A-t-il les pieds fourchus ?
Une écume brûlante souille-t-elle sempiternellement ses babines empourprées ?
Rode-t-il en fin d’après-midi aux abords des écoles communales ?
Je me dois de vous rassurer, il est comme vous et moi.
Quelques ventes aux enchères de prestigieuses bibliothèques érotiques ont précédé celle-ci :
celle de Michel Simon, génial acteur atypique, celle de Roger Peyrefitte, fasciné par la Grèce antique et ses moeurs,
celle de Gérard Nordmann, homme d’affaires respecté, celle (très partielle) de Louis Perceau, chercheur invétéré.
Voici aujourd’ hui celle de Karl-Ludwig Leonhardt.
Karl Ludwig Leonhardt (1922-2007), éditeur de profession, élégant hambourgeois francophile, vivait sa passion avec boulimie. Pendant des décennies rien ne lui a échappé des ventes publiques européennes ou des catalogues de libraires. Au début des années 1980, c’est par télégramme que je recevais ses commandes, tant il craignait qu’un volume convoité puisse lui échapper. Son imposante bibliothèque couvrait toutes les époques et tous les
thèmes. Il avait une passion pour la chose imprimée, passion qu’ il vivait dans sa vie professionnelle et à travers son imposante collection.

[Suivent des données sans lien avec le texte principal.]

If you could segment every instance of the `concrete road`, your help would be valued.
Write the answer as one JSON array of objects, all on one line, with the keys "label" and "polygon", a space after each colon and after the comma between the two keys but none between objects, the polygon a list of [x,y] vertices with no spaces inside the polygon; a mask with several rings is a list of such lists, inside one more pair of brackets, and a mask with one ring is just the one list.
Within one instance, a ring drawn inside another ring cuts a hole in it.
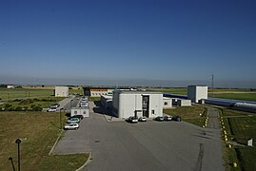
[{"label": "concrete road", "polygon": [[225,170],[217,129],[184,122],[108,123],[92,108],[90,104],[90,117],[67,131],[53,151],[92,152],[84,170]]},{"label": "concrete road", "polygon": [[207,107],[208,108],[208,128],[212,129],[218,129],[220,131],[221,125],[219,121],[219,111],[216,108],[213,107]]}]

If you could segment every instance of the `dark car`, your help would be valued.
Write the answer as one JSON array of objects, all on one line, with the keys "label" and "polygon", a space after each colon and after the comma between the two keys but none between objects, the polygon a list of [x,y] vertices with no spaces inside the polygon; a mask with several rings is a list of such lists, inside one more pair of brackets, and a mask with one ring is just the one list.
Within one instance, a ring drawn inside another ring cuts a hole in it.
[{"label": "dark car", "polygon": [[158,121],[158,122],[163,122],[164,121],[164,117],[156,117],[154,120],[155,121]]},{"label": "dark car", "polygon": [[164,117],[165,121],[171,121],[172,120],[172,116],[165,116]]},{"label": "dark car", "polygon": [[83,115],[74,115],[74,116],[71,116],[70,118],[78,118],[79,120],[83,120],[84,116]]},{"label": "dark car", "polygon": [[58,108],[60,106],[59,104],[50,104],[50,108]]},{"label": "dark car", "polygon": [[176,121],[176,122],[181,122],[182,118],[180,116],[176,115],[176,116],[173,116],[171,120]]}]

Il détenait des éditions rares de tous les grands textes français du XVIIIe siècle, avec un goût particulier pour ceux de Rétif de la Bretonne. Son amour de la langue française lui était venue lors de son séjour à Paris pendant la guerre, en tant qu’opérateur radio. Sa collection de livres en anglais était toute aussi prodigieuse et il possédait l’un des cinq rarissimes exemplaires connus de My Secret Life, ces fantastiques
mémoires érotiques d’un gentleman de l’ époque victorienne. C’est d’ailleurs d’après son exemplaire que fut publiée en 1966 la première édition publique. Sa bibliothèque de livres en allemand était, on s’en doute, la plus belle jamais constituée.
On ne peut reprocher qu’une chose à Karl-Ludwig Leonhardt. C’ était un homme
d’un autre temps. Voyez plutôt : sa courtoisie et sa gentillesse était exemplaire et son élégance empreinte de raffinement. Il parlait couramment plusieurs langues et sa culture bibliophilique – je ne parle pas seulement de la littérature érotique – était immense. De plus, il vénérait celle qui devint son épouse en 1960, Frau Sieglinde Leonhardt, avec qui il constitua cette incomparable collection.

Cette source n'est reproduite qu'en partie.